Guest Commentary
Cynthia Hujar Orr, President, National Association of Criminal Defense Lawyers
Honoring Law Day 2010: Enduring Traditions, Emerging Challenges, the National Association of Criminal Defense Lawyers (NACDL) and the Heritage Foundation this week challenged Congress with the release of our joint report and recommendations, Without Intent: How Congress Is Eroding the Criminal Intent Requirement in Federal Law. This report was the product of tremendous research by both organizations, and we are confident it will serve as an important blueprint for legislative reform.
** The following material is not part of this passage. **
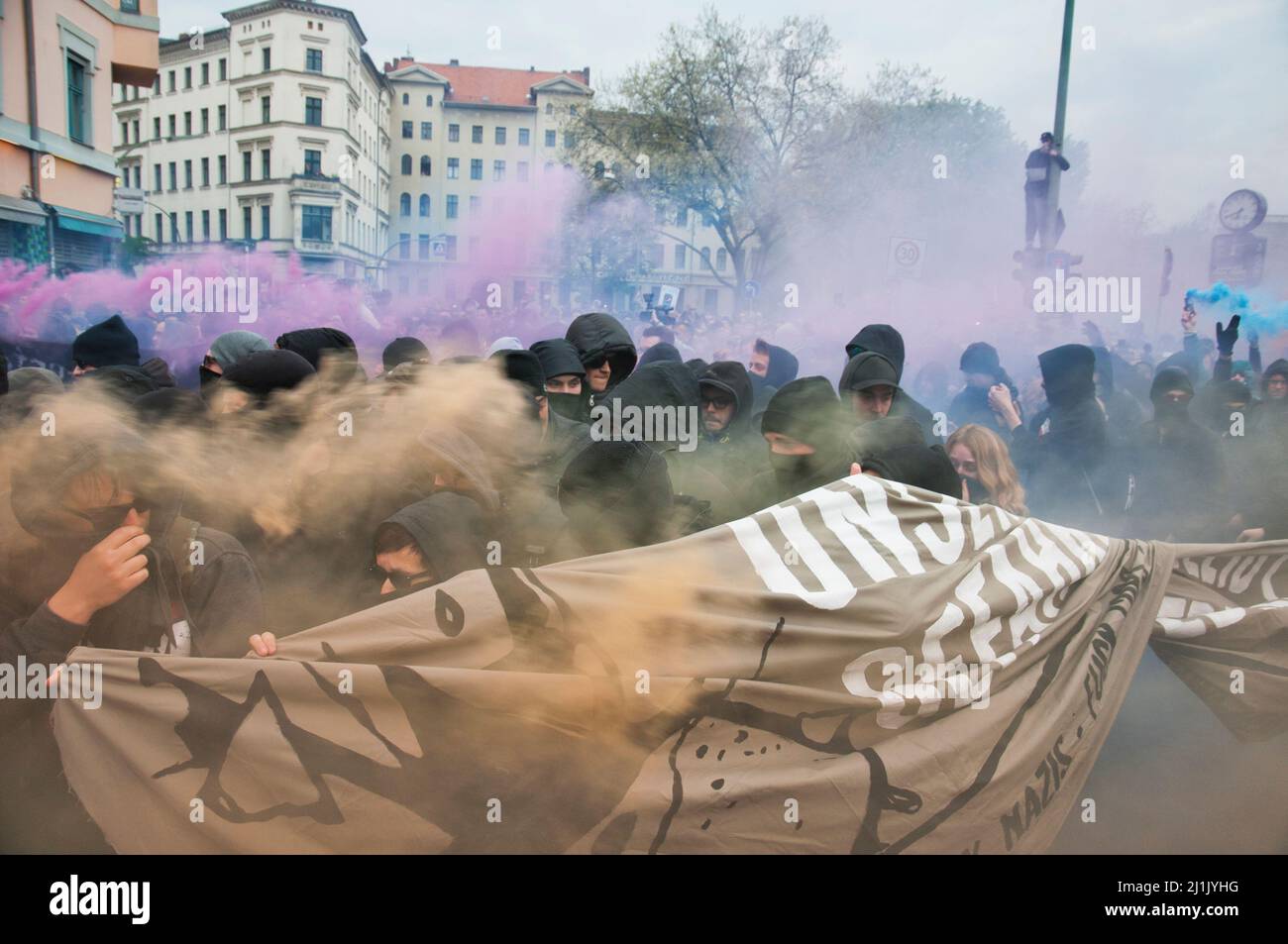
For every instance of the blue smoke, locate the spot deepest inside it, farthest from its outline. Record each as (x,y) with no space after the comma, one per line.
(1257,313)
In a joint press conference on Capitol Hill on Wednesday, May 5, Rep. Bobby Scott (D-VA) and Rep. Louie Gohmert (R-TX), the Chairman and Ranking Member of the House Crime Subcommittee, respectively, sponsored the release of this groundbreaking, non-partisan report. NACDL Executive Director Norman Reimer and Former Attorney General Edwin Meese also spoke.
In recent decades, Congress has enacted scores of fundamentally flawed criminal statutes lacking adequate criminal intent protection for innocent actors. NACDL and Heritage undertook an unprecedented study of the federal legislative process which yielded this report. Among the study’s findings, we determined that during just the 109th Congress, of the 446 non-violent, non-drug-related criminal offenses proposed, 57 percent lacked an adequate guilty-mind requirement, and 23 of those inadequately protective offenses were even enacted into law.
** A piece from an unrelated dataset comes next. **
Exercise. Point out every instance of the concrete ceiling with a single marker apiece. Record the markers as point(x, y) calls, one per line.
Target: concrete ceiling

This study reflects an ongoing, and largely ignored, problem in Congress that requires immediate attention and reform. As set forth in the report, “A core principle of the American system of justice is that no one should be subjected to criminal punishment for conduct that he did not know was illegal or otherwise wrongful.” And yet, as criminal defense lawyers, we are witnessing this troubling phenomenon on an ever-increasing basis.
In his presentation on Wednesday at the Capitol, NACDL’s Norman Reimer made the challenge to Congress clear:
We are here to urge every elected official to end the madness that has produced over 4,450 federal criminal statutes, and tens of thousands more arising from the unchecked power of regulatory authorities, adding that Law Day 2010 should mark the beginning of a return to the tradition of fairness and justice in the exercise of Congress’s most awesome power, the power to brand a person a criminal.
The report offers common sense Congressional reforms demanded by the study’s conclusions:
- Enact default rules of interpretation ensuring that guilty-mind requirements are adequate to protect against unjust conviction.
- Codify the rule of lenity, which grants defendants the benefit of the doubt when Congress fails to legislate clearly.
- Require adequate judiciary committee oversight of every bill proposing criminal offenses or penalties.
- Provide detailed written justification for and analysis of all new federal criminalization.
- Redouble efforts to draft every federal criminal offense clearly and precisely.